Matt Cutts #9: All about datacenters
Here’s the ninth in the series of videos posted by Google’s Matt Cutts to Google Video over the past year. These are important for every web developer to see. Please see Matt’s first!
Transcription
OK! This is Matt Cutts, coming to you live from the Mattplex. Its Monday, July 31st. And I am wearing a different shirt, so its not all one big take. In fact, it my werewolf versus unicorn shirt. That’s right, you’ve got the unicorn and the werewolves. Mortal enemies since the beginning of time and “Its On Now”.

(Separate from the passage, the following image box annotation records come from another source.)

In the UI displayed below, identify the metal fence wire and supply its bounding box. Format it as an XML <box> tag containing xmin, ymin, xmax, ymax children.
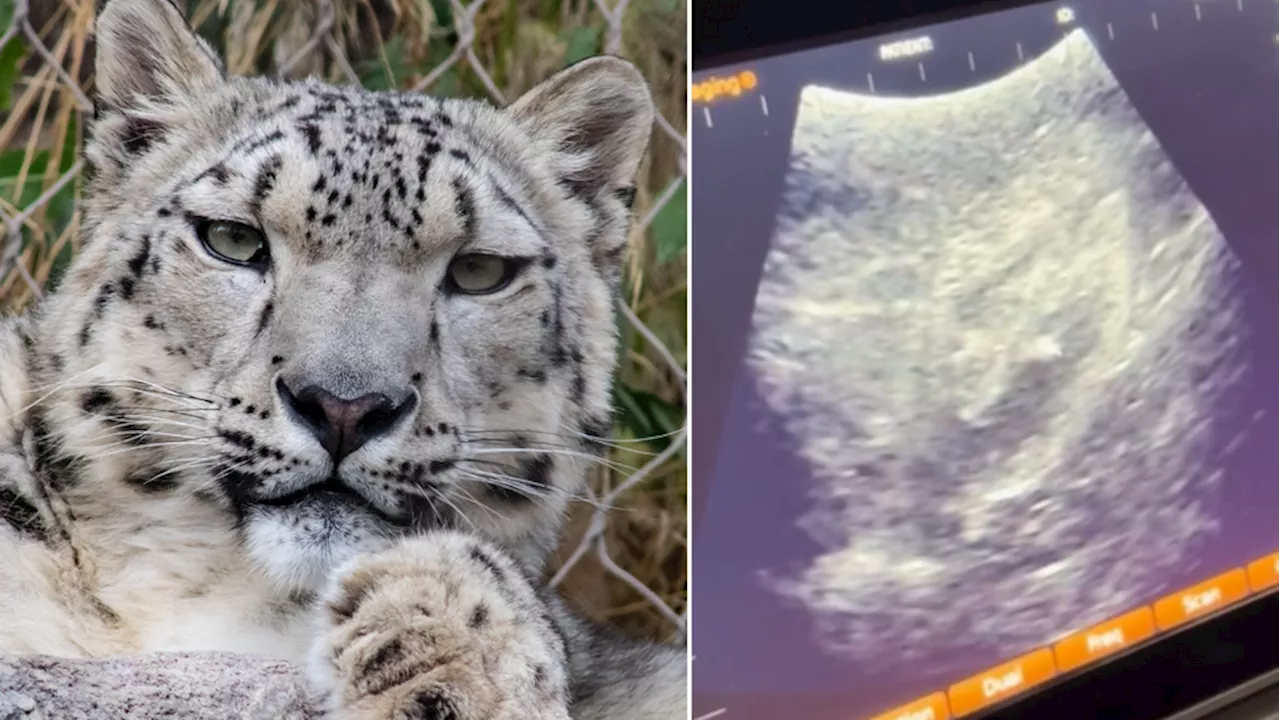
<box><xmin>0</xmin><ymin>0</ymin><xmax>687</xmax><ymax>642</ymax></box>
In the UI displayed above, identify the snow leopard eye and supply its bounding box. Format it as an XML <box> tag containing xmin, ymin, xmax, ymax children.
<box><xmin>196</xmin><ymin>220</ymin><xmax>266</xmax><ymax>265</ymax></box>
<box><xmin>448</xmin><ymin>252</ymin><xmax>520</xmax><ymax>295</ymax></box>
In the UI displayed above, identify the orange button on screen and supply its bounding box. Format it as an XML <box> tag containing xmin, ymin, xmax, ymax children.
<box><xmin>1156</xmin><ymin>570</ymin><xmax>1249</xmax><ymax>630</ymax></box>
<box><xmin>1053</xmin><ymin>607</ymin><xmax>1156</xmax><ymax>673</ymax></box>
<box><xmin>874</xmin><ymin>693</ymin><xmax>951</xmax><ymax>720</ymax></box>
<box><xmin>948</xmin><ymin>648</ymin><xmax>1055</xmax><ymax>717</ymax></box>
<box><xmin>1249</xmin><ymin>552</ymin><xmax>1280</xmax><ymax>592</ymax></box>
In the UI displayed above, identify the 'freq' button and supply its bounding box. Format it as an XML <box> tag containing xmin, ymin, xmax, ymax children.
<box><xmin>1156</xmin><ymin>569</ymin><xmax>1249</xmax><ymax>630</ymax></box>
<box><xmin>1053</xmin><ymin>607</ymin><xmax>1156</xmax><ymax>673</ymax></box>
<box><xmin>1249</xmin><ymin>552</ymin><xmax>1280</xmax><ymax>592</ymax></box>
<box><xmin>872</xmin><ymin>693</ymin><xmax>951</xmax><ymax>720</ymax></box>
<box><xmin>947</xmin><ymin>648</ymin><xmax>1055</xmax><ymax>717</ymax></box>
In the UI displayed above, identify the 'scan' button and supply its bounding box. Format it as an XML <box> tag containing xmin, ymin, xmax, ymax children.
<box><xmin>947</xmin><ymin>648</ymin><xmax>1056</xmax><ymax>716</ymax></box>
<box><xmin>1249</xmin><ymin>552</ymin><xmax>1280</xmax><ymax>592</ymax></box>
<box><xmin>1053</xmin><ymin>607</ymin><xmax>1156</xmax><ymax>673</ymax></box>
<box><xmin>1156</xmin><ymin>569</ymin><xmax>1249</xmax><ymax>630</ymax></box>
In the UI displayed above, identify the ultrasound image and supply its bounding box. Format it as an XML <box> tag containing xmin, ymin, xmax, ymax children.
<box><xmin>748</xmin><ymin>31</ymin><xmax>1247</xmax><ymax>671</ymax></box>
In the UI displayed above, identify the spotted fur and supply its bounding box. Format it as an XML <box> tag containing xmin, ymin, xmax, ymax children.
<box><xmin>0</xmin><ymin>0</ymin><xmax>686</xmax><ymax>720</ymax></box>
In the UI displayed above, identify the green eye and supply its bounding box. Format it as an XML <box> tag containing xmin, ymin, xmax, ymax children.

Alright! So, this should better be a special session. Lets take a fun question from g1smd. They ask,
“For all the datacenter watchers out there. Should all results across one class C IP address block be the same most of the time, except when you are pushing data or they are supposed to be different because you are trying different things on them? And, would make more sense to use the direct ip addresses when reporting issues or problems, or the 41gfe datacenter names?”
Alright. Well! Lets talk about datacenters.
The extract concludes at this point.